Se a ideia foi mal recebida, o presidente deveria tirar satisfações com o ministro. Não faz sentido punir um subordinado pela incontinência verbal do chefe.
Na Receita, Cintra era visto como um secretário ausente. Ele assumiu o cargo com o objetivo de influenciar os debates da reforma tributária. Demonstrava mais interesse em defender suas teses do que em comandar o dia a dia do Fisco.
De qualquer forma, o economista prometeu aos auditores que barraria tentativas de interferência política. Ontem eles estavam menos preocupados com sua saída do que com a escolha de quem irá substituí-lo.
Em agosto, o noticiário registrou diversas tentativas de intervenção na Receita. O superintendente do Rio foi pressionado a afastar o chefe da alfândega em Itaguaí, área de influência das milícias. Também resistiu a trocar o comando do posto de atendimento na Barra, bairro em que vive a família presidencial.
Na mesma semana, Bolsonaro reclamou publicamente do Fisco. Sem apresentar provas, ele acusou o órgão de promover uma “devassa” contra seus parentes. Também se queixou a Cintra de “perseguição” a um irmão, conforme noticiou o “Valor Econômico”.
O capitão tem um motivo mais próximo para se incomodar. A Receita participava ativamente das investigações que envolvem o senador Flávio Bolsonaro, suspeito de embolsar salários de assessores. O caso está paralisado por decisão do ministro Dias Toffoli.
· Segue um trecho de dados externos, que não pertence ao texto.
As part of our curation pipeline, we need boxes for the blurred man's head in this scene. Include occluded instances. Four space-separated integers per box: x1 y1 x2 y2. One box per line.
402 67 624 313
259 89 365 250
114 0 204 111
O presidente da Associação Nacional dos Auditores Fiscais, Mauro Silva, está pessimista. Ele tinha restrições a Cintra, mas teme que ele dê lugar a um pau-mandado do governo. “Este risco nos preocupa muito, porque estamos assistindo a um desmonte dos órgãos de combate à corrupção. Infelizmente, a perspectiva de piora é grande”, afirma.